Laporan Centers for Disease Control and Prevention di AS mencatat bahwa sekitar 15,8 persen perempuan Amerika pernah mengalami kekerasan seksual dari pasangan hidupnya dan hampir 22,3 persen dari mereka menjadi korban kekerasan fisik dan pemukulan oleh pasangannya. Kebanyakan korban kemudian menghadapi gangguan fisik dan mental, di mana mereka merasa trauma atas apa yang pernah dialaminya.

Menurut statistik pemerintah AS, 25 persen perempuan di negara itu pernah mengalami kekerasan dalam rumah tangga dan sekitar 1,3 juta wanita menjadi korban kekerasan fisik oleh pasangannya. Setiap dari 13 kasus pembunuhan yang menewaskan perempuan, satu di antaranya pasti dilakukan oleh suami atau teman dekat korban. Sebanyak 10 persen dari wanita yang mengalami kekerasan dalam rumah tangga, menderita cedera tulang belakang yang serius atau gegar otak akibat pukulan.

Kekerasan terhadap perempuan meningkat akibat ketidakpedulian pemerintah AS. Pada tahun 2014, sebuah laporan yang mengguncang publik Amerika mencatat bahwa sejumlah besar wanita korban kekerasan di militer, universitas, dan rumah tangga tidak pernah melaporkan kasusnya ke polisi dan mereka tidak mengadukan para pelaku kekerasan itu. Laporan Departemen Kehakiman AS menyatakan bahwa kurang dari lima persen dari korban serangan dan kekerasan seksual mengajukan pengaduan resmi ke pengadilan.

Perempuan Amerika rata-rata menghadapi diskriminasi di tempat kerja, kesenjangan dalam perolehan upah, menerima pelecehan di lingkungan kerja terutama ketika sedang hamil, menghadapi kekerasan seksual dan bentuk-bentuk kekerasan lainnya. Angka kekerasan dan pemerkosaan wanita di Amerika terbilang sangat tinggi dan diperkirakan saat ini rata-rata 17 persen dari mereka menjadi korban kekerasan seksual.

Diskriminasi gender juga ditemukan di ranah politik, sosial, dan lingkungan kerja. Perempuan yang melakukan pekerjaan yang sama dengan laki-laki biasanya memperoleh upah lebih rendah. AS juga hanya menyediakan 17 kursi Kongres untuk perempuan. Perusahaan-perusahaan teknologi informasi juga tidak begitu tertarik untuk merekrut pegawai perempuan. Pegawai mereka masih didominasi oleh laki-laki dan umumnya warga kulit putih. Pegawai perempuan di perusahaan-perusahaan teknologi AS masih mendapatkan porsi yang minim.

Angka yang dirilis oleh Biro Sensus AS menunjukkan bahwa lebih dari 17 juta perempuan hidup dalam kemiskinan pada tahun 2010 dan angka ini belum pernah terjadi sebelumnya dalam 17 tahun terakhir.
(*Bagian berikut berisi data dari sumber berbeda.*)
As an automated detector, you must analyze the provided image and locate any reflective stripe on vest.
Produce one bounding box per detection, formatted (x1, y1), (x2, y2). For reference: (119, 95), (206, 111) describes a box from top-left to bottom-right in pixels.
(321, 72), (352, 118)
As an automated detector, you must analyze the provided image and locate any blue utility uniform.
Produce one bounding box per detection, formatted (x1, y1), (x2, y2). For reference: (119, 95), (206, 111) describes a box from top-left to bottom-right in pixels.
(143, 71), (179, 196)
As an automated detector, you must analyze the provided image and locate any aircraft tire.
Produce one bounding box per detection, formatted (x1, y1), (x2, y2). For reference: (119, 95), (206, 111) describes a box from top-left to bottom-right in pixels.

Bagi wanita Hispanik dan kulit hitam, tingkat kemiskinan meningkat lebih cepat dan naik lebih tinggi 25 persen untuk perempuan Hispanik dan 25,6 persen untuk perempuan kulit hitam.
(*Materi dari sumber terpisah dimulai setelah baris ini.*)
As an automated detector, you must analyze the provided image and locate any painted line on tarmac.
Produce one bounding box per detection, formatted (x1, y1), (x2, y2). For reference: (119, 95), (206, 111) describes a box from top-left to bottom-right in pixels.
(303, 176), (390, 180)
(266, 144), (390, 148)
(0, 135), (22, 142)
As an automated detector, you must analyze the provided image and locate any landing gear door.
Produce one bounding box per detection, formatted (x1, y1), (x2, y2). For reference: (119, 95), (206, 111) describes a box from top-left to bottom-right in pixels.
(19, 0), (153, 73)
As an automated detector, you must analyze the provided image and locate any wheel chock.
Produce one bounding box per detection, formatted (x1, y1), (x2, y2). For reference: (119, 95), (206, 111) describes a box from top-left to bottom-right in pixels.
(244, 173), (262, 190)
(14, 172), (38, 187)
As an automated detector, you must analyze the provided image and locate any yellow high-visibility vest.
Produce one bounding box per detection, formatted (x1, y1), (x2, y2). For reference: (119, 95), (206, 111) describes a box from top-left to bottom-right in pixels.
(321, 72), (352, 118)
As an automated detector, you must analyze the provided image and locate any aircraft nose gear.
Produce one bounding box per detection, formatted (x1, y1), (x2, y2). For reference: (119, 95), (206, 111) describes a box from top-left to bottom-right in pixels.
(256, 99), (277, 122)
Tren yang sama-sama mengkhawatirkan berhubungan dengan asuransi kesehatan. Hampir satu dari lima perempuan sekarang hidup tanpa asuransi kesehatan. Persentase perempuan berusia 18 sampai 64 tahun yang tidak memiliki asuransi kesehatan meningkat dari 19,2 persen pada 2009 menjadi 19,7 persen pada 2010. Sistem reformasi kesehatan Presiden Barack Obama justru telah menambah kesulitan mereka dan memperbanyak jumlah perempuan yang tidak bisa menikmati layanan pemerintah.
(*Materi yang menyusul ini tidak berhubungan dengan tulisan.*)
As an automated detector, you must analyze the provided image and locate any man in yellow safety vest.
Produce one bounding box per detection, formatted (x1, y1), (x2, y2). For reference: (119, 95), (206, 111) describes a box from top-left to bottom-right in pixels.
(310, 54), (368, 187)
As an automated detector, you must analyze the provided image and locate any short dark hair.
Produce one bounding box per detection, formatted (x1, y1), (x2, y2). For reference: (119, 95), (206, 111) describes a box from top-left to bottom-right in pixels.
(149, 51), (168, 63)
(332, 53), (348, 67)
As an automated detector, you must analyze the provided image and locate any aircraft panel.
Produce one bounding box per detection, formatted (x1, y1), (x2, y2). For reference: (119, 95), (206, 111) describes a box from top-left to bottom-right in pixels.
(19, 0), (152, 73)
Realitas ini membuktikan bahwa AS – yang mendeklarasikan dirinya sebagai pelopor pembela HAM di dunia – memanfaatkan isu hak asasi manusia untuk merusak reputasi atau menekan negara-negara lain. Padahal, mereka sendiri terjebak dalam berbagai kasus pelanggaran serius HAM dan perampasan hak-hak perempuan. Dampak standar ganda ini sekarang dapat disaksikan dalam pemikiran rasialis modern dan keunggulan sebuah kelompok ras tertentu atas komunitas lain di Amerika dan di sejumlah negara-negara Eropa.